Hemp, Inc.'s automated Temafa decortication line, which can be used to process raw hemp and Kenaf for the American farmers, is the only one of its magnitude in North America. The highly coveted decortication line is currently the only commercial, large-scale machine of its kind in North America. According to Perlowin, it would take at least 2 years, minimum, to duplicate the line. Hemp, Inc. and its whole team is committed to the American farmers and plans to continue spearheading a new clean, green American Agricultural and Industrial Revolution based on hemp and hemp products. The decortication and milling plant, is housed in a 70,000 square-foot warehouse (with a 6-inch cement foundation and a refrigerated section).

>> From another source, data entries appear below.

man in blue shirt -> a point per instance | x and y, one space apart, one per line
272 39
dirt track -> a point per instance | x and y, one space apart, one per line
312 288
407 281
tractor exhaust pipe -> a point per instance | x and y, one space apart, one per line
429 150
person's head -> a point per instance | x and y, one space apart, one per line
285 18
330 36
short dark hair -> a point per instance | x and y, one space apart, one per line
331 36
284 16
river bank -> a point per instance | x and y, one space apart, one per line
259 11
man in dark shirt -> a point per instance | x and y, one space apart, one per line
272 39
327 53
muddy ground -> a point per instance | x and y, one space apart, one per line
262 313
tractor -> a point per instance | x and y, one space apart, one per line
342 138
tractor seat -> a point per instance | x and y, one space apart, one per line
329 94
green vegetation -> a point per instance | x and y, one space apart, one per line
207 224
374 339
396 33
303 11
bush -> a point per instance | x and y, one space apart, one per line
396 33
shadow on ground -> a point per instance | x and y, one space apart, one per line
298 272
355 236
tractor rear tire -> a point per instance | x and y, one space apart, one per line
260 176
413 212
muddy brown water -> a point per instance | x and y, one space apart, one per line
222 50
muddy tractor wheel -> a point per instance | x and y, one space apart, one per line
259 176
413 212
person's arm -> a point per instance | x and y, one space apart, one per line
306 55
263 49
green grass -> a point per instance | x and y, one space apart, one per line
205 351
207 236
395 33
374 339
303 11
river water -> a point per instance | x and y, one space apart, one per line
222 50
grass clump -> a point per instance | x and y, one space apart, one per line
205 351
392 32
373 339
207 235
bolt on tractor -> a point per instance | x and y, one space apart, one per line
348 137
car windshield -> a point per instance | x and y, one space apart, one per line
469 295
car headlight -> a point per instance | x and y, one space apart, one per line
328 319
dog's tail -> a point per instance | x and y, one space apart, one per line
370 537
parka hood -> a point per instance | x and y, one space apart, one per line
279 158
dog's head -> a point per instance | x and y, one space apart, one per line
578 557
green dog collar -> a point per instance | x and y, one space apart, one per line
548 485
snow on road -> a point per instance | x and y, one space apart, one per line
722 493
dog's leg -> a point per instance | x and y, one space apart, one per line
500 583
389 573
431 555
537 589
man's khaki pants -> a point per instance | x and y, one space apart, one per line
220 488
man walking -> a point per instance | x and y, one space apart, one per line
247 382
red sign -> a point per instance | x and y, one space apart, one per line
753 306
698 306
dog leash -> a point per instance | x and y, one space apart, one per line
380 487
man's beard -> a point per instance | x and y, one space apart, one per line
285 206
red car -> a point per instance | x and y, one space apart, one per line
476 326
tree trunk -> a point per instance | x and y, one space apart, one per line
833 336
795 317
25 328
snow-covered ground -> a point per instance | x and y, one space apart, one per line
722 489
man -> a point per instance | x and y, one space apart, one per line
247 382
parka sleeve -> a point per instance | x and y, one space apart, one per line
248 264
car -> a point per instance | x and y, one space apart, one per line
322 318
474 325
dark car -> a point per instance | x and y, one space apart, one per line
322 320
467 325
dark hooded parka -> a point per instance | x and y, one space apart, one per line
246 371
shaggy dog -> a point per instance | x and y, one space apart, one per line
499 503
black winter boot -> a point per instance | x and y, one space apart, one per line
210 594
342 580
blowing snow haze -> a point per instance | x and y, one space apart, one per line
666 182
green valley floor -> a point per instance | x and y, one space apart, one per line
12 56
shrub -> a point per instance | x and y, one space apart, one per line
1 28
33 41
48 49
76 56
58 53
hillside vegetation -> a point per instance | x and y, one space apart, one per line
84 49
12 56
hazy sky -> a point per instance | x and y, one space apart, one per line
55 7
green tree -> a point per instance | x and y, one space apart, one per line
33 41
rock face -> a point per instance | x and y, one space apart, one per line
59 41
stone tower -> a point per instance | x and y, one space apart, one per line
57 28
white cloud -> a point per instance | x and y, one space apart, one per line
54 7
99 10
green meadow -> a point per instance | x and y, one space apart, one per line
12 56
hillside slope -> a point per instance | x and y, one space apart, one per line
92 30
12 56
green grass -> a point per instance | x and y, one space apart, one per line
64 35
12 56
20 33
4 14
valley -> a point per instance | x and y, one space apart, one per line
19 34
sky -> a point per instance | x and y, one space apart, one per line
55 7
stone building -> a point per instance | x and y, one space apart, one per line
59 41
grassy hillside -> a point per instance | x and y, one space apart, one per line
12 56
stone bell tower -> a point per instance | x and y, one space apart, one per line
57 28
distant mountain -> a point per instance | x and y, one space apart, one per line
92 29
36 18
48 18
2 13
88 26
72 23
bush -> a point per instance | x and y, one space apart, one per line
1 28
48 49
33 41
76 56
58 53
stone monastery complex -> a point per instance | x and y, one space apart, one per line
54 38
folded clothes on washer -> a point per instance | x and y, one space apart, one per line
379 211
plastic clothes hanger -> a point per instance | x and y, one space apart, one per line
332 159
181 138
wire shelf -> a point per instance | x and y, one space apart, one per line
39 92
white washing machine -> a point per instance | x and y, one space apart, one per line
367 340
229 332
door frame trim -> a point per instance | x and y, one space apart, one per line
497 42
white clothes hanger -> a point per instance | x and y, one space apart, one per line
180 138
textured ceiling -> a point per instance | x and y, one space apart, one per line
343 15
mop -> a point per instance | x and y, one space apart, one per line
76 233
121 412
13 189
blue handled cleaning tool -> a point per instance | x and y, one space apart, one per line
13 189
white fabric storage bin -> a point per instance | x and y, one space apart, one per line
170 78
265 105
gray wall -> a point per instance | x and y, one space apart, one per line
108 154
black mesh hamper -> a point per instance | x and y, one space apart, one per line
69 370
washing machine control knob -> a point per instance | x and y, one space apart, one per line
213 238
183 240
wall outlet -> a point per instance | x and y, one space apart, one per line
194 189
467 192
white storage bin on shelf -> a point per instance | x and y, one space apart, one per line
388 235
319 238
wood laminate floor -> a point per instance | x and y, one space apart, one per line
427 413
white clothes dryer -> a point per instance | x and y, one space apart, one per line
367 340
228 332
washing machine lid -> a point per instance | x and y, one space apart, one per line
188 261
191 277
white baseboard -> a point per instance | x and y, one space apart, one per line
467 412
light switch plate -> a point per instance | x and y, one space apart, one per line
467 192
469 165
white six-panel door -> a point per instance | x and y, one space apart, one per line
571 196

HEMP, INC.'s TRIPLE BOTTOM LINE
Hemp, Inc. (OTC:HEMP) seeks to benefit many constituencies from a "Cultural Creative" perspective thereby not exploiting or endangering any group. CEO of Hemp, Inc. (OTC:HEMP), Bruce Perlowin, is positioning the company as a leader in the industrial hemp industry, with a social and environmental mission at its core. Thus, the publicly-traded company believes in "upstreaming" of a portion of profit from the marketing of their finished hemp goods back to its originator, in which most cases will one day be the American farmer, cultivating natural, sustainable products as an interwoven piece of nature. By Hemp, Inc. focusing on comprehensive investment results—that is, with respect to performance along the interrelated dimensions of people, planet, and profits—our triple bottom line approach can be an important tool to support sustainability goals.